When U.S. Customs and Border Protection agents boarded Royal Caribbean International’s Enchantment of the Seas Tuesday, they had good reason. Last month agents found 700 grams of heroin and 300 grams of cocaine hidden in the waistband and shoes of the crew member, The drugs had been picked up from a Jamaican man in the Dominican Republic, brought on to the ship, to be sold once they reached the United States.
“If we already encountered an incident where drugs were discovered on the ship, we’re more than likely going to take another look at the vessel further down the road,” Steve Sapp, a spokesman for U.S. Customs and Border Protection told the Baltimore Sun.
In this discovery, $94,000 worth of cocaine was found wrapped in duct tape by a drug-sniffing dog in a common area of the ship, accessible by any crew member.
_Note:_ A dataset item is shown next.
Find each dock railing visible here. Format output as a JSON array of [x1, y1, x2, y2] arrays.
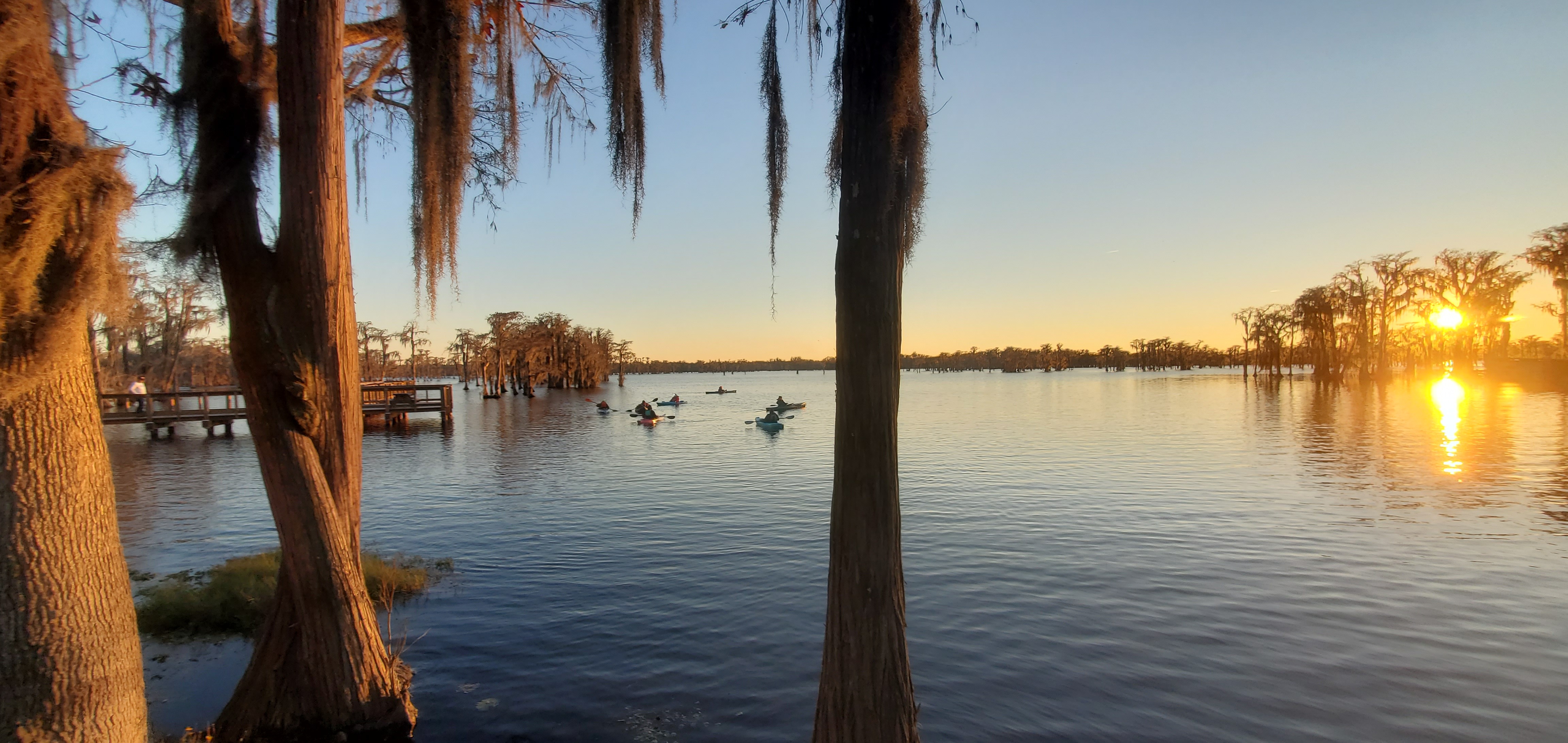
[[99, 382, 452, 439]]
No arrests have been made.
“It could be just about anybody,” Sapp said. “It would be really difficult for us to bring in everyone for an interview.”
This is not good news for Royal Caribbean or the cruise industry. The ongoing investigation aboard Enchantment of the Seas indicates that Federal authorities are beginning to target cruise ships for drug smuggling operations. Frequently visiting Caribbean islands where drugs are plentiful and easily distributed, the supply side of smuggling has minimal risk. Crew members with access to all areas of ships can find plenty of places to hide the contraband.
Royal Caribbean, along with other cruise lines, maintains a zero tolerance policy for illegal drugs on their ships. Look for TSA-like security precautions on cruise ships in the near future. This is inevitable. The cruise industry has always been a model for insuring the safety and security of passengers and crew at sea. This recent news, combined with their intense ongoing commitment to safety and security will bring new procedures.
It’s just a matter of which line will be first.